The MASTER study (Lancet, April 2002) was a major prospective study evaluating the effect of post-operative epidural analgesia (EA). The results suggested only modest benefit from EA and were published in 2002. We reviewed EA and IV Patient Controlled Analgesia (PCA) usage before and after MASTER publication to assess whether practice had been influenced.

Methods

Pain service audit records were reviewed to obtain total EA and PCA number for the six 12 month periods between 01 June 1999 and 31 May 2005. The MASTER trial was published in April 2002 meaning our “Post MASTER period” starts 2 months after publication.
To identify EA usage in a specific surgical cohort “GA only” and “GA+EA” numbers for colonic surgery were obtained using the clinical coding records of Canterbury District Health Board. Specialists present in the department during the study time were surveyed on whether their practice had changed and why in this time period.

Result

Mean annual EA usage Pre MASTER was 368 and post MASTER was 197. Comparing use of EA vs PCA for the three year epochs a reduction in usage is seen (Pre-MASTER EA:1030 PCA:4455, Post-MASTER EA:592 PCA:5520. p< 0.001, Chi2). Considering colonic surgery EA was used in 195 of 641 (30%) cases Pre-MASTER and 80 of 602 (13%) cases post-MASTER (P<0.001).

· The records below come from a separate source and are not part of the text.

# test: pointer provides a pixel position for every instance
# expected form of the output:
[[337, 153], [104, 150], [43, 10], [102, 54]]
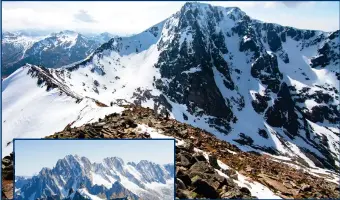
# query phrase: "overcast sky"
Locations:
[[134, 17], [32, 155]]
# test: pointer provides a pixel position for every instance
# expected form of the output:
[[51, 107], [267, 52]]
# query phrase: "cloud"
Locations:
[[292, 4], [83, 16]]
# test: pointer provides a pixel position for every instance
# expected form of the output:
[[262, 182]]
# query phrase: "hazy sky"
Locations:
[[135, 17], [32, 155]]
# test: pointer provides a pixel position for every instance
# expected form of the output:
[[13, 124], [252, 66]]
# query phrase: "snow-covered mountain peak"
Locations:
[[261, 86], [74, 174]]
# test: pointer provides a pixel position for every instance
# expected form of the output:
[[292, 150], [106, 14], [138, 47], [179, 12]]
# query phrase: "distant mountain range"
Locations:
[[50, 50], [75, 177]]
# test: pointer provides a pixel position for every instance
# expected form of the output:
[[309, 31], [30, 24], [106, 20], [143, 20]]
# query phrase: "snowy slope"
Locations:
[[52, 50], [260, 86]]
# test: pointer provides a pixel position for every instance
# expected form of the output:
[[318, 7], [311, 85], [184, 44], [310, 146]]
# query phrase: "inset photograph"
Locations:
[[94, 169]]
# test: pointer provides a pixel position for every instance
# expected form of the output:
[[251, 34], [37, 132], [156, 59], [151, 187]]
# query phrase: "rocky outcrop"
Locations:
[[195, 171], [196, 177]]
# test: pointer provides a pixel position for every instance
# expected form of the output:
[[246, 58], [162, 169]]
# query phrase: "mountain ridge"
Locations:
[[262, 87], [204, 63], [111, 179]]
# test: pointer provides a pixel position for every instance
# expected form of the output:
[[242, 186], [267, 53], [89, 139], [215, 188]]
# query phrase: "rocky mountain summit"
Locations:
[[207, 167], [265, 92], [214, 68], [110, 179]]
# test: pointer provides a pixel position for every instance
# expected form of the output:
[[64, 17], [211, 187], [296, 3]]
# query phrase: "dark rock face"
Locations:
[[198, 87], [260, 103], [265, 68], [282, 113]]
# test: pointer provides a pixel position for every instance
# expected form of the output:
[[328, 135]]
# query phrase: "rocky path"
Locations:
[[196, 175]]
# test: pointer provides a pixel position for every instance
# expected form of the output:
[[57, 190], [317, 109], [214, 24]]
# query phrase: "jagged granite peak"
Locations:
[[220, 70], [75, 176]]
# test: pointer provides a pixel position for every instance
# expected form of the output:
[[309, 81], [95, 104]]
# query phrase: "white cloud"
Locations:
[[124, 17], [84, 16]]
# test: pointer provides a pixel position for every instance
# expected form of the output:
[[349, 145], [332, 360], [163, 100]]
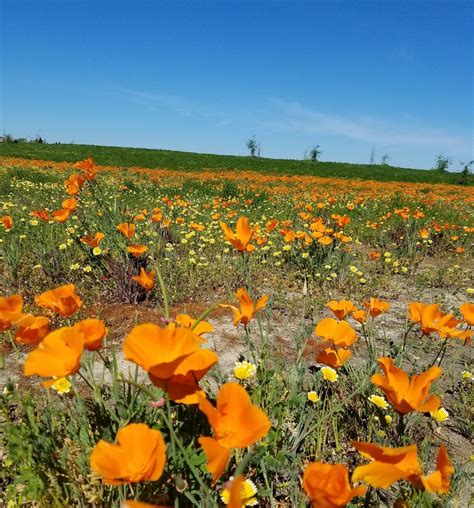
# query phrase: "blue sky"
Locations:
[[396, 76]]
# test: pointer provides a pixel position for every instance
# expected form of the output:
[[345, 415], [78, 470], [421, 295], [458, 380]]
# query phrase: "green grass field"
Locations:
[[147, 158]]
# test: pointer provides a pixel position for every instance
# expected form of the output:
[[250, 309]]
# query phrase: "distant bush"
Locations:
[[442, 163], [315, 153], [253, 146]]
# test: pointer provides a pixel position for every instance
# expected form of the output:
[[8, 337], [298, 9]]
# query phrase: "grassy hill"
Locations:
[[150, 158]]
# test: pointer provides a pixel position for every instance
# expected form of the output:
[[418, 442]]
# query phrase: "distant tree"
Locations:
[[372, 156], [465, 172], [253, 146], [315, 154], [442, 163]]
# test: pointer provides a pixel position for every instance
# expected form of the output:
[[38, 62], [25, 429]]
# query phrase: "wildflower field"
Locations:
[[190, 337]]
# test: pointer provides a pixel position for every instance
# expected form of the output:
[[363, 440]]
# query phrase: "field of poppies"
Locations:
[[209, 338]]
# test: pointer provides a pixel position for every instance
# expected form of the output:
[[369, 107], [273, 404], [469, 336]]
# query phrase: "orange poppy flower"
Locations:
[[145, 279], [467, 311], [236, 423], [405, 394], [187, 322], [137, 250], [328, 486], [57, 355], [61, 215], [376, 307], [139, 455], [62, 300], [334, 358], [339, 333], [7, 222], [341, 308], [93, 241], [10, 311], [248, 308], [127, 230], [243, 234], [32, 329], [390, 465], [41, 214], [92, 331], [360, 316], [387, 466], [69, 204], [172, 357]]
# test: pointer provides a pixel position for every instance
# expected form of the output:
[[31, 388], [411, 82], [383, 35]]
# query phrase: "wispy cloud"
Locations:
[[294, 116], [154, 101], [277, 114]]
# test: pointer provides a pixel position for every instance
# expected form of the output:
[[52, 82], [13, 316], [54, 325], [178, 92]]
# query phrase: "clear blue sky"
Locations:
[[396, 76]]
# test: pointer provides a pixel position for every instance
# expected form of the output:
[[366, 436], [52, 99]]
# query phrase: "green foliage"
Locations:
[[150, 158]]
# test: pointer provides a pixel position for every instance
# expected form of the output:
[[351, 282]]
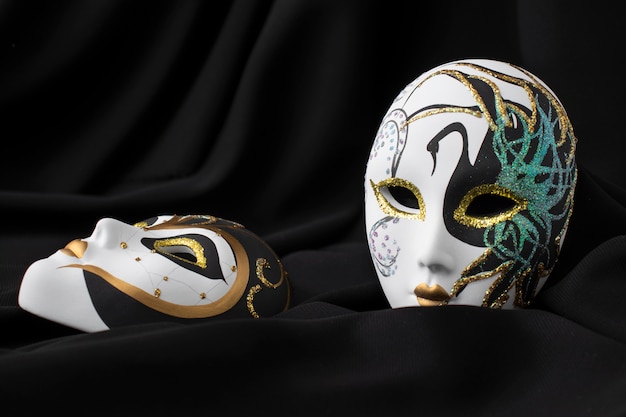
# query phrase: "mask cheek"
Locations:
[[59, 294]]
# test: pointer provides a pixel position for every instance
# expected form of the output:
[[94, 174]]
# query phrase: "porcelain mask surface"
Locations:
[[469, 187]]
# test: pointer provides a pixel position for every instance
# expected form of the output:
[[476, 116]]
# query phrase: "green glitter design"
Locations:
[[545, 180]]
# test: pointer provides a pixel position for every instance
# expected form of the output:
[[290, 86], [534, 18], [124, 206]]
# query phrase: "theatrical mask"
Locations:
[[167, 268], [469, 187]]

Thirty-six of thirty-seven specialists surveyed replied. 69% felt MASTER had influenced their practice resulting in a decrease in usage.

Conclusion

The temporal association of MASTER publication with the decline in usage of EA, plus the response of the surveyed specialists, suggests that MASTER publication was associated with a major shift in practice. Whilst other factors undoubtedly existed they had not gathered sufficient weight to precipitate the change. We believe MASTER acted as a “tipping point” for a change in practice.